Pourquoi certaines personnes sont-elles plus engagées politiquement que d’autres et pourquoi certaines ont-elles plus confiance en leur gouvernement que d’autres ?

L’efficacité politique, également appelée efficacité citoyenne ou efficacité civique, décrit l’estimation qu’ont les citoyens de leur capacité à avoir un effet sur leur système politique. Le niveau d’efficacité que se reconnaît un citoyen, c’est non seulement sa perception de la possibilité d’un changement social et politique dans son environnement, mais aussi sa perception de sa capacité à participer à ce changement.

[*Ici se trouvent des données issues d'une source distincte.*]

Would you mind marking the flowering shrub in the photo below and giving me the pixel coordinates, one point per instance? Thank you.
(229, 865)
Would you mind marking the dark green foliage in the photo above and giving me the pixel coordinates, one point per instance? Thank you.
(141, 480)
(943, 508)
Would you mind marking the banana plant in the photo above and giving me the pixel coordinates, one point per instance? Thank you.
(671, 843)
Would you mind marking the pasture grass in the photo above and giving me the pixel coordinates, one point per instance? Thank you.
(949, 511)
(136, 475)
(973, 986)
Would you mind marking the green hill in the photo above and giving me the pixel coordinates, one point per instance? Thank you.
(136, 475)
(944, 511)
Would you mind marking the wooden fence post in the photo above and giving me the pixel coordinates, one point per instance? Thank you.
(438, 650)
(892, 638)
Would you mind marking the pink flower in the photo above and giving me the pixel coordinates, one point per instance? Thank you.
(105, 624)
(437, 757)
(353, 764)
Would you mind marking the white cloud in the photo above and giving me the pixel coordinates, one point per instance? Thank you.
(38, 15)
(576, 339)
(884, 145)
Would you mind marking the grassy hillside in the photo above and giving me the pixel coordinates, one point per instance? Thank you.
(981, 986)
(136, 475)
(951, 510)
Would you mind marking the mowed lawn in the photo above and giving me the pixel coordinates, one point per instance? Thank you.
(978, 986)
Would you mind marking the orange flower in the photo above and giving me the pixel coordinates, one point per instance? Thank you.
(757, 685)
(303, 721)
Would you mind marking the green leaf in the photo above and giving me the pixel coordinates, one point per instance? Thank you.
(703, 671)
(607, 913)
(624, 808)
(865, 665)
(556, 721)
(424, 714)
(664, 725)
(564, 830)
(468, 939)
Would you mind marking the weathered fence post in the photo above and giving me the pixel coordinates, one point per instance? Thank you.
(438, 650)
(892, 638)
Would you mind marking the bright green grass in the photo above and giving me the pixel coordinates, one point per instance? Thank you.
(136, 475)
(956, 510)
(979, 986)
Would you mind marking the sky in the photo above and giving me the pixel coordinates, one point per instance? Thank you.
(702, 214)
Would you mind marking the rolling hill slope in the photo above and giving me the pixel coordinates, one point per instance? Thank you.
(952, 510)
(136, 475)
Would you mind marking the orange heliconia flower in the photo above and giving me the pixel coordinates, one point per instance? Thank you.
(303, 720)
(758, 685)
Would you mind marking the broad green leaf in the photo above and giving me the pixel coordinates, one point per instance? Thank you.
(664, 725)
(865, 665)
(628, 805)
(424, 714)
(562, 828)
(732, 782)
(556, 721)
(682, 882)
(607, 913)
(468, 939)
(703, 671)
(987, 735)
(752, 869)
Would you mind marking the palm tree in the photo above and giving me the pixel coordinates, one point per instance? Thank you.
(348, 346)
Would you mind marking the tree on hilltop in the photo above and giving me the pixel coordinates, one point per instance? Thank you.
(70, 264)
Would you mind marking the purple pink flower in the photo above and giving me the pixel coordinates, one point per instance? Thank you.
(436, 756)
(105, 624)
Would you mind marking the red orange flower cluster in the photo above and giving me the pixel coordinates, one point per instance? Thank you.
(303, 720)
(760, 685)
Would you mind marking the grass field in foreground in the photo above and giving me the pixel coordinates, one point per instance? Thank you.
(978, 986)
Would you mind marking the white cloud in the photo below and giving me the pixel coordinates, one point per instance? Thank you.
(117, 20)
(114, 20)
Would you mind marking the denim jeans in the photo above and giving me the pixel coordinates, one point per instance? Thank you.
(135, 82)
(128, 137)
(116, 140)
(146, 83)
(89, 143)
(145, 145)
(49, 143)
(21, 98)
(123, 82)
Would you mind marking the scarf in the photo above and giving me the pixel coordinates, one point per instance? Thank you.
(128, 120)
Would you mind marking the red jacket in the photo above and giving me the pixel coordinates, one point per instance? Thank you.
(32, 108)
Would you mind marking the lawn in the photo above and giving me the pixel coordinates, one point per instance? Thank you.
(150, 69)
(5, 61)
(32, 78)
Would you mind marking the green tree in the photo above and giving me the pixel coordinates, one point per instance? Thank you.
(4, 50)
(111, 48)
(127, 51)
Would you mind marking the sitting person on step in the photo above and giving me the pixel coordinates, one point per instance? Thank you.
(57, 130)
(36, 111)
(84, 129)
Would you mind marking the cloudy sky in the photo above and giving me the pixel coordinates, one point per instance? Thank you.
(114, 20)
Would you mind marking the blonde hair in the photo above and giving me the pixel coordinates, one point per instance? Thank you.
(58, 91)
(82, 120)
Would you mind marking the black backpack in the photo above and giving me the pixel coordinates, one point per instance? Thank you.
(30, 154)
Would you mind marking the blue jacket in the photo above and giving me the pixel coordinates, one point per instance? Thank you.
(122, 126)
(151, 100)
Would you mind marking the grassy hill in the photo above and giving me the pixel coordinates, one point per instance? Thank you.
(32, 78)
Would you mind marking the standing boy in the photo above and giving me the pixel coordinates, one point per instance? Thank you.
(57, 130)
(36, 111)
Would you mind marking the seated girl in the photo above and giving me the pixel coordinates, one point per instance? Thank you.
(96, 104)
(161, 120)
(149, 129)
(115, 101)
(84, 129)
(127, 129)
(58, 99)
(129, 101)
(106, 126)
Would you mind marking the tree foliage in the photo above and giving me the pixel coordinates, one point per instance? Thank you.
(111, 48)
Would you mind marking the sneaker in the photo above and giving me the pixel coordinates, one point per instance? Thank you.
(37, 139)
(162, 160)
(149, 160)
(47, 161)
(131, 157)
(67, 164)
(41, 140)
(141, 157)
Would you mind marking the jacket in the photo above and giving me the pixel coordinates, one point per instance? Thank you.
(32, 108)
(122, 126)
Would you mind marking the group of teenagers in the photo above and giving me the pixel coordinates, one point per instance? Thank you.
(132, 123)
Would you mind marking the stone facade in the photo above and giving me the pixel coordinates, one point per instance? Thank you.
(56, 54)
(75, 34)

L’efficacité politique a été conceptualisée en grande partie par Craig & Maggiotto dans leur article de 1982 afin de mieux comprendre les comportements et attitudes politiques.

Ce concept continue d’être employé par des experts comme une mesure de la force démocratique et comme un indicateur de la stabilité à long terme de la confiance politique parmi les citoyens. Alors que la confiance dans le gouvernement fluctue fortement en fonction de la santé économique d’une nation à une époque donnée, l’indicateur de l’efficacité politique est plus fiable dans l’analyse de la participation politique à travers le temps et les éléments démographiques.

Selon les données de l’OCDE (European Social Survey, 2018 et le World Values Survey, 2020), moins de la moitié des citoyens européens (44 % en moyenne) estiment que leur système politique leur permet d’avoir un mot à dire sur ce que fait le gouvernement. De même, 60 % des européens interrogés ont déclaré que le gouvernement ne tient pas compte de l’avis de “personnes comme moi” lors de la conception des politiques. La participation politique et la confiance dans le gouvernement ayant diminué de manière significative depuis les années 1960, la recherche s’est concentrée sur l’étude des facteurs susceptibles d’augmenter ou de diminuer l’efficacité politique des citoyens, ainsi que sur les interactions entre l’efficacité, la confiance politique et la participation politique traditionnelle (vote, participation aux campagnes) et la participation politique non traditionnelle.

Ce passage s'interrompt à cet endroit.